9. John Atkinson Grimshaw is renowned for his haunting nocturnal views of urban landscapes in the late Victorian era. The work in the photo depicts a Saturday night scene set in which major British city, known for its shipbuilding industry?

Answer: Glasgow

Born in Leeds in 1836, John Atkinson Grimshaw worked mostly in northern England and Scotland, eventually specializing in nighttime scenes, or "moonlights". His keen interest in the realistic depiction of urban landscapes was fuelled by his passion for photography; he is known to have used a camera obscura (as Vermeer did over two centuries earlier) to create an outline for his works by projecting scenes onto the canvas. Though this technique was frowned upon at the time, Grimshaw made up for any shortcomings with his masterful handling of colour, light and shadow. James McNeill Whistler, who worked with him for a time, considered Grimshaw's nocturnes superior to his own.

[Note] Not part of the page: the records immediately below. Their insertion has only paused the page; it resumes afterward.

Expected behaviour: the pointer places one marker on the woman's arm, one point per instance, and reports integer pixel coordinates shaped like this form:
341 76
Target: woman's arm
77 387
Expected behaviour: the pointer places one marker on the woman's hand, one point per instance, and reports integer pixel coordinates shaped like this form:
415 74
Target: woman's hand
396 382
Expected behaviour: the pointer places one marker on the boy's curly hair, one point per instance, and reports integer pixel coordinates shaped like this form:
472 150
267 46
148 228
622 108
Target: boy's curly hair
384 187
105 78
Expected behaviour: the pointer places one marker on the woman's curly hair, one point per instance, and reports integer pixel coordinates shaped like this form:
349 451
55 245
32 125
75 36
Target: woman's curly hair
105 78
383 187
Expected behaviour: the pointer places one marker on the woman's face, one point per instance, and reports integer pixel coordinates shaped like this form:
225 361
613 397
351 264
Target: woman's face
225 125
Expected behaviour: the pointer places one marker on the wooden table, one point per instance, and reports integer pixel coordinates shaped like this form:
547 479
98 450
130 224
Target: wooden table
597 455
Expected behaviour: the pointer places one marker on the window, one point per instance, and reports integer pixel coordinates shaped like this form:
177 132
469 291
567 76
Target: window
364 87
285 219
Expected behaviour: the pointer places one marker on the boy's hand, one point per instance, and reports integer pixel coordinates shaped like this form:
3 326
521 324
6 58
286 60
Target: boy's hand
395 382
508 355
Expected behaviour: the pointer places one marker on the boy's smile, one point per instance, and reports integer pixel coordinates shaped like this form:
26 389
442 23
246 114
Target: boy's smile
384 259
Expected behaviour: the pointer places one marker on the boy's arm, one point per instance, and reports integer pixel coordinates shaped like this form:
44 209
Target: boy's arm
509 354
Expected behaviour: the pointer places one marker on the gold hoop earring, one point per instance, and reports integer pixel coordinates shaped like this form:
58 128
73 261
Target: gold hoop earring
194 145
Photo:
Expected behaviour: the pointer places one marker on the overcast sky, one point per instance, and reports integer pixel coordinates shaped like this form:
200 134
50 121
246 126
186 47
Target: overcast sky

The painting in the photo, titled "Glasgow, Saturday Night", shows how Grimshaw managed to infuse his depictions of urban landscapes in the industrial Britain of the late Victorian era with a sense of beauty. The yellow light reflected in the rain-slick cobbles of the quay, and the mist softening the contours of the buildings and the masts of the ships create an almost lyrical atmosphere, glossing over the poverty and squalor that were rife in Victorian cities. In the 1880s, Grimshaw produced a number of moonlit views of Glasgow for the city's merchants and industrialists, whose wealth came from the docks depicted in those views. Like most of Grimshaw's work, this painting belongs to a private collection.
10. This work by Impressionist artist Camille Pissarro is one of a series of fourteen paintings depicting a large Paris boulevard in different seasons and times of the day. The boulevard bears the name of which iconic Paris neighbourhood, a favourite haunt of artists, also known as the setting of the film "Moulin Rouge!"?

Answer: Montmartre

A Danish national by birth, Camille Pissarro was one of the original members of the group of artists who held the first Impressionist exhibition in 1874. His extensive body of work includes quite a few cityscapes - many of them of Paris, where he lived on and off for a good part of his life. The fourteen paintings in the series dedicated to Boulevard Montmartre were executed between February and April 1897, when Pissarro was already suffering from a recurring eye condition that prevented him from working outdoors unless the weather was warm. The artist had taken lodgings at the Grand Hotel de Russie, and from his upper-floor window he was able to get almost a bird's-eye of the boulevard and everything in it. In these paintings, Pissarro captured the changing effects of light and weather in the transition from winter to spring. The neutral palette used in the painting in the photo - titled "Boulevard Montmartre, Morning, Cloudy Weather" (at the National Gallery of Victoria in Melbourne, Australia) - changes into brighter colours, dominated by the green of new leaves, in "The Boulevard Montmartre on a Spring Morning", auctioned at Sotheby's in London for £19,682,500.

Despite its name, Boulevard Montmartre is not located on the famed hill of Montmartre, where Pissarro lived for a time, but is one of Paris' four "grands boulevards" that surround the oldest part of the city centre.